Car cette lettre n’est pas un geste mondain : c’est l’appel grave d’un homme qui affirme que son parti, contrairement au MLC de l’époque, n’était doté ni de forces armées, ni de policiers, ni d’équipements militaires.
Une déclaration qui renvoie à la responsabilité historique du MLC, organisation tristement connue pour son rôle dans les violences de la période.
Que Bemba réponde ou demeure silencieux, le procès, lui, trace une ligne de démarcation entre les responsabilités réelles et les fictions politiques patiemment entretenues.

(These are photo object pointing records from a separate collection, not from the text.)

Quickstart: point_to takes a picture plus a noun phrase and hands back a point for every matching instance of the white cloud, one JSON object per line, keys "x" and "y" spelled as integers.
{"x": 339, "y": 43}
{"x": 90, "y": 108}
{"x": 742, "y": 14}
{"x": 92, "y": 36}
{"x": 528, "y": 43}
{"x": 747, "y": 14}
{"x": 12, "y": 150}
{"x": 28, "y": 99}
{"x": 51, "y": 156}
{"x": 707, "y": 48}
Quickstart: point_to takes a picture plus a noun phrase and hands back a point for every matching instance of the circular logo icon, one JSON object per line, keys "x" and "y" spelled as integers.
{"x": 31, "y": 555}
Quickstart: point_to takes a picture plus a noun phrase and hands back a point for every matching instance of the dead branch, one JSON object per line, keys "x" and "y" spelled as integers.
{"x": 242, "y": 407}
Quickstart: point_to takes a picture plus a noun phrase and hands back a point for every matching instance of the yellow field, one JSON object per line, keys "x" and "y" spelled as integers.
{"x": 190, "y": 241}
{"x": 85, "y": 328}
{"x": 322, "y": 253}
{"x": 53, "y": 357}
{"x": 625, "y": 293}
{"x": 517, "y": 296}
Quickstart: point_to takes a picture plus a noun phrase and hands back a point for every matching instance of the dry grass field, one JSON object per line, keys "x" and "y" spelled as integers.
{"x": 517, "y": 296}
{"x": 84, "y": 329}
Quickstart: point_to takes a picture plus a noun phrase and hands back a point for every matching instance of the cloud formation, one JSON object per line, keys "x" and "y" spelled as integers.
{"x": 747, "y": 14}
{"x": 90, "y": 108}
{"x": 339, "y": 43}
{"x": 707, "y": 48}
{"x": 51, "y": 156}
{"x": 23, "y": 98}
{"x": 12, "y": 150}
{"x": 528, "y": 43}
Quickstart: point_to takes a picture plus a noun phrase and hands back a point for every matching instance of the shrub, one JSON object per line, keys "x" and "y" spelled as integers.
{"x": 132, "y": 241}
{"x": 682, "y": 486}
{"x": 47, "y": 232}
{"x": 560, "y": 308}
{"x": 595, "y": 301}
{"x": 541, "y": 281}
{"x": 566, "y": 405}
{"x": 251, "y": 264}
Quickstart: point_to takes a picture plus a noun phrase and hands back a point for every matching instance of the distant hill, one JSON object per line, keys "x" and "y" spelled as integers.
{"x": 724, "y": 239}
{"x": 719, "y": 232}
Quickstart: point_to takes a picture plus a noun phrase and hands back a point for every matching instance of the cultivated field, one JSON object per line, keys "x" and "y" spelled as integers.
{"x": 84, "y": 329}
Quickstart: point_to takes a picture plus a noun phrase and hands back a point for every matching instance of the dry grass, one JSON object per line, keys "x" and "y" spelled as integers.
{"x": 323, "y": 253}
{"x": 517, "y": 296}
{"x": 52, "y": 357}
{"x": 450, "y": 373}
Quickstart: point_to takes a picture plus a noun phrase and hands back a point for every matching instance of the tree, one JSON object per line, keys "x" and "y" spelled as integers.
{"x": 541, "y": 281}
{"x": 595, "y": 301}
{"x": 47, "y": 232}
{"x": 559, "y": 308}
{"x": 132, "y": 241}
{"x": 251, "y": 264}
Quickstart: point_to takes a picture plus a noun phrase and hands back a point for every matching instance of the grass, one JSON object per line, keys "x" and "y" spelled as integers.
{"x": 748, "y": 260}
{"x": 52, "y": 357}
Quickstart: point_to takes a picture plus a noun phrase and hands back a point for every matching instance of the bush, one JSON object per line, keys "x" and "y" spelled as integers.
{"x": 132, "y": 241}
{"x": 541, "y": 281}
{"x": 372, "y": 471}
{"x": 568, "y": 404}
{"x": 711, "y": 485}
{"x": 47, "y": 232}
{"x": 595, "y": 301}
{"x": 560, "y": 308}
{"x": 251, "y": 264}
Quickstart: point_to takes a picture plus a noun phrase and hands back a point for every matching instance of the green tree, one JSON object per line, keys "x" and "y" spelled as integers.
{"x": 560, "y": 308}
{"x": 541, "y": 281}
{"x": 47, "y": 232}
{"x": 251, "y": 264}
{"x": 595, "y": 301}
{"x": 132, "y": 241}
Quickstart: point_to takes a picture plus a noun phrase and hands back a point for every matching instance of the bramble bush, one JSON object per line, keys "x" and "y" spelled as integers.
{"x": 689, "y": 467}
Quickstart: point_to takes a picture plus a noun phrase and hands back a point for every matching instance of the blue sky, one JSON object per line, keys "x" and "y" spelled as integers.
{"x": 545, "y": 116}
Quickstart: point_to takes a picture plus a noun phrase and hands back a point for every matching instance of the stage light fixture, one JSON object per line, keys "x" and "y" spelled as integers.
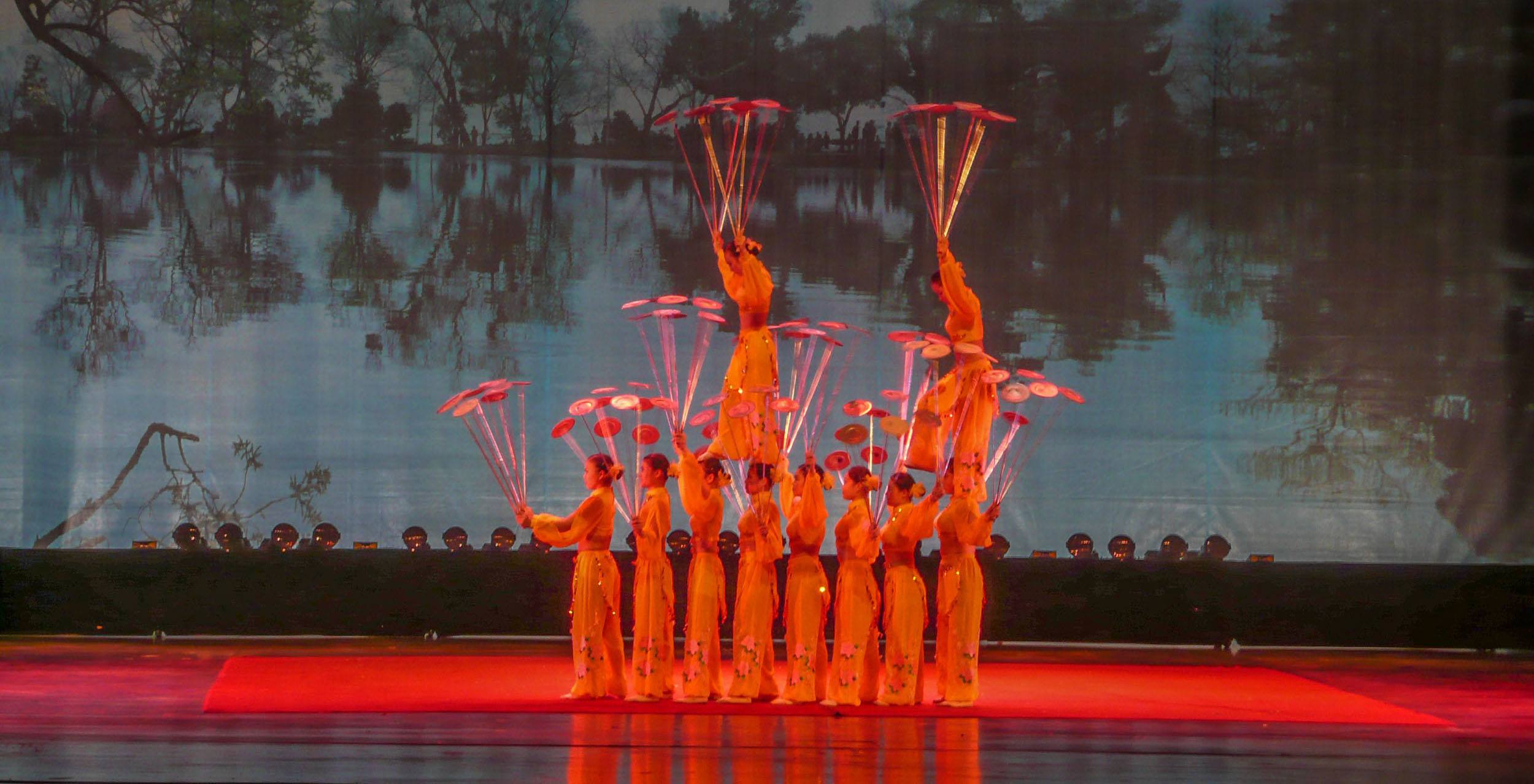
{"x": 1174, "y": 548}
{"x": 284, "y": 537}
{"x": 415, "y": 539}
{"x": 1122, "y": 548}
{"x": 189, "y": 537}
{"x": 1081, "y": 547}
{"x": 231, "y": 537}
{"x": 501, "y": 540}
{"x": 729, "y": 544}
{"x": 679, "y": 542}
{"x": 324, "y": 536}
{"x": 1216, "y": 548}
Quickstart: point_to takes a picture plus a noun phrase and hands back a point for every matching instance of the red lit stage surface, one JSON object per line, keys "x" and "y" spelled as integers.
{"x": 137, "y": 711}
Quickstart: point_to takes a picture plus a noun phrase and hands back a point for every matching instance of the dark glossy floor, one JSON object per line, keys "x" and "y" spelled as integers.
{"x": 131, "y": 711}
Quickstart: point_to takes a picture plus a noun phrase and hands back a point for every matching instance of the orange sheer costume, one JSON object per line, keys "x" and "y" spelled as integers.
{"x": 596, "y": 590}
{"x": 961, "y": 598}
{"x": 752, "y": 375}
{"x": 961, "y": 399}
{"x": 757, "y": 602}
{"x": 654, "y": 599}
{"x": 706, "y": 608}
{"x": 904, "y": 602}
{"x": 806, "y": 596}
{"x": 855, "y": 654}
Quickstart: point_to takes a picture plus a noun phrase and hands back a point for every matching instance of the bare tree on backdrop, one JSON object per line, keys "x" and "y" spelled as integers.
{"x": 637, "y": 63}
{"x": 191, "y": 498}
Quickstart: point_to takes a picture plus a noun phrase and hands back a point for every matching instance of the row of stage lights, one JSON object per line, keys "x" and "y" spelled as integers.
{"x": 284, "y": 537}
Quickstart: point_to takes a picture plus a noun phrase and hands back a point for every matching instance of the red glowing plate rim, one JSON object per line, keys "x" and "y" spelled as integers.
{"x": 852, "y": 435}
{"x": 1014, "y": 393}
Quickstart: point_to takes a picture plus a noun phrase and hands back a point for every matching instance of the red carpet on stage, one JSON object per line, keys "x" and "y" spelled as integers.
{"x": 533, "y": 685}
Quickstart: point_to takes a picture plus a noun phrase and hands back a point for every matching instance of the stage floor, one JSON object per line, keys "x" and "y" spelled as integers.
{"x": 134, "y": 711}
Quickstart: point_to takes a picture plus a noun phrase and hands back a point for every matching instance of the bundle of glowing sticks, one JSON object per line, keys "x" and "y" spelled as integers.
{"x": 666, "y": 373}
{"x": 1031, "y": 395}
{"x": 734, "y": 142}
{"x": 504, "y": 448}
{"x": 944, "y": 158}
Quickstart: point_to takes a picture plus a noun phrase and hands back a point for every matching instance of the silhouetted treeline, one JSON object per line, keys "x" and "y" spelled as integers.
{"x": 1094, "y": 83}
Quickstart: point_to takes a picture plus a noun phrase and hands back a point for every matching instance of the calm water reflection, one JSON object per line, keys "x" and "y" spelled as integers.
{"x": 1314, "y": 369}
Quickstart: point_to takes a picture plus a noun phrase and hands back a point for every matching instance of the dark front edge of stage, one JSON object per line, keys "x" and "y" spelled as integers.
{"x": 396, "y": 593}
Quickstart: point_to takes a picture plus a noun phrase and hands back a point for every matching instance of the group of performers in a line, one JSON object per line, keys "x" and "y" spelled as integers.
{"x": 850, "y": 669}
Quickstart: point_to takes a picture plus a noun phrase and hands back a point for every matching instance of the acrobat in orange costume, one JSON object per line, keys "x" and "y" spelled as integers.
{"x": 855, "y": 650}
{"x": 654, "y": 599}
{"x": 706, "y": 608}
{"x": 904, "y": 591}
{"x": 757, "y": 593}
{"x": 961, "y": 598}
{"x": 806, "y": 594}
{"x": 752, "y": 375}
{"x": 596, "y": 590}
{"x": 962, "y": 401}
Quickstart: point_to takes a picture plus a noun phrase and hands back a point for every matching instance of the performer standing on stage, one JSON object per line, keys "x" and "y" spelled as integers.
{"x": 752, "y": 375}
{"x": 855, "y": 650}
{"x": 654, "y": 601}
{"x": 757, "y": 593}
{"x": 700, "y": 482}
{"x": 807, "y": 596}
{"x": 961, "y": 593}
{"x": 961, "y": 399}
{"x": 596, "y": 590}
{"x": 904, "y": 590}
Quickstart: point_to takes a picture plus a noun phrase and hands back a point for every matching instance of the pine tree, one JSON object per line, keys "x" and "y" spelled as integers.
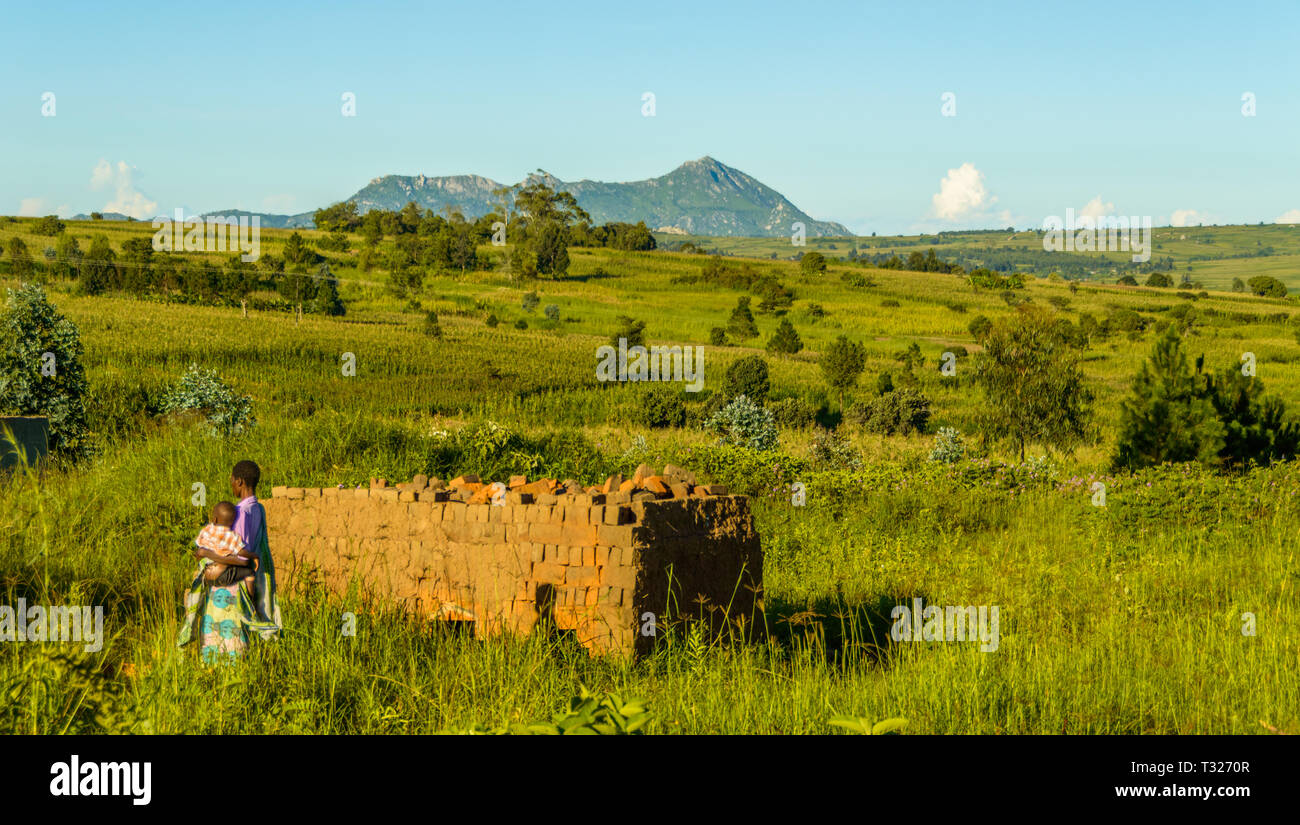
{"x": 1170, "y": 416}
{"x": 785, "y": 339}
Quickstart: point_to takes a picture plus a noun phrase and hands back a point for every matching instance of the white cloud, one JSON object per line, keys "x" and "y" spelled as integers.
{"x": 126, "y": 198}
{"x": 281, "y": 204}
{"x": 1187, "y": 217}
{"x": 31, "y": 208}
{"x": 1095, "y": 208}
{"x": 962, "y": 194}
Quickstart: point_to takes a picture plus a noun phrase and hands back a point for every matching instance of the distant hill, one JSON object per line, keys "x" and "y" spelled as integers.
{"x": 701, "y": 196}
{"x": 108, "y": 216}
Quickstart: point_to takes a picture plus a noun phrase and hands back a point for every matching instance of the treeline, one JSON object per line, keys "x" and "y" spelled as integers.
{"x": 534, "y": 222}
{"x": 138, "y": 269}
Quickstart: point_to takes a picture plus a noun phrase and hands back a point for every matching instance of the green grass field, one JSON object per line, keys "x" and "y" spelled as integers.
{"x": 1117, "y": 619}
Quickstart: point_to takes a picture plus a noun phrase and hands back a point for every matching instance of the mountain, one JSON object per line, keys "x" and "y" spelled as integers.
{"x": 700, "y": 198}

Il oblige chacun à soumettre sa trajectoire à l’examen de la lumière.
Le paradoxe moral du pouvoir Tshisekedi
Mais le silence le plus retentissant ne vient pas de l’ancien chef de guerre devenu ministre : il provient de l’État lui-même.
Comment un gouvernement qui s’enorgueillit d’être le porte-étendard du combat pour la reconnaissance du “Génocost” peut-il demeurer aussi insensible, aussi inerte, face à un procès qui constitue une étape historique de notre mémoire collective ?
On ne peut pas, dans le même souffle, exiger du monde qu’il nomme et condamne un génocide, et se soustraire soi-même aux exigences les plus élémentaires de vérité, de cohérence et de responsabilité.
La justice internationale, lorsqu’elle se penche sur les crimes commis en RDC, n’agit pas contre le Congo : elle œuvre pour sa mémoire, pour sa dignité et pour la reconnaissance de tous ceux dont les vies ont été broyées par les ambitions d’hommes armés.
L’absence de réaction du gouvernement Tshisekedi s’apparente dès lors à une forme d’indifférence institutionnelle, une indifférence d’autant plus choquante qu’elle contredit ses propres proclamations morales.
On ne peut prétendre porter la mémoire des victimes tout en acceptant que des procès décisifs se déroulent dans une indifférence feutrée, comme si la douleur du pays n’était qu’un ornement diplomatique et non une réalité brûlante.
Patrick Muyaya : l’éloquence qui manque au rendez-vous de l’Histoire
Et puis il y a cette interpellation directe, inévitable :
Monsieur le Ministre Patrick Muyaya, où êtes-vous ?
Où est votre voix, vous dont la fonction même consiste à incarner le verbe officiel, à porter la parole du pays, à donner chair aux principes auxquels le gouvernement prétend adhérer ?
Au moment où l’Histoire convoque la RDC à un exercice de vérité, votre absence n’est pas un simple détail protocolaire ; elle est un manquement politique, une défaillance morale.
Car un gouvernement qui se respecte ne laisse pas un procès d’une telle magnitude se dérouler sans y projeter sa présence, son intelligence et sa responsabilité.
On pouvait attendre de vous une parole claire, une ligne politique rigoureuse, une affirmation de soutien à toute démarche judiciaire visant à dissiper les ombres du passé.
A la place, c’est une étrange pénombre qui s’installe autour du gouvernement, comme si celui-ci redoutait que le tribunal parisien ne vienne déranger les équilibres fragiles sur lesquels repose son pouvoir.
Le rendez-vous manqué d’un État avec sa propre histoire
Le procès de Roger Lumbala n’est pas une affaire privée entre anciens alliés.
Il est un miroir tendu à la nation, un test de sincérité pour un gouvernement qui revendique, à longueur de discours, le combat pour la mémoire et la justice.
Face à ce moment crucial, le silence de Jean-Pierre Bemba, la neutralité distante du gouvernement et l’absence inexplicable du ministre de la Communication composent un tableau déconcertant, où l’État semble avoir renoncé à sa propre exigence morale.
L’Histoire, elle, ne renonce jamais. Elle revient, elle insiste, elle exige.
Il ne tient qu’aux dirigeants congolais de choisir : répondre à son appel, ou s’enfouir dans ce silence qui est déjà une forme de reniement.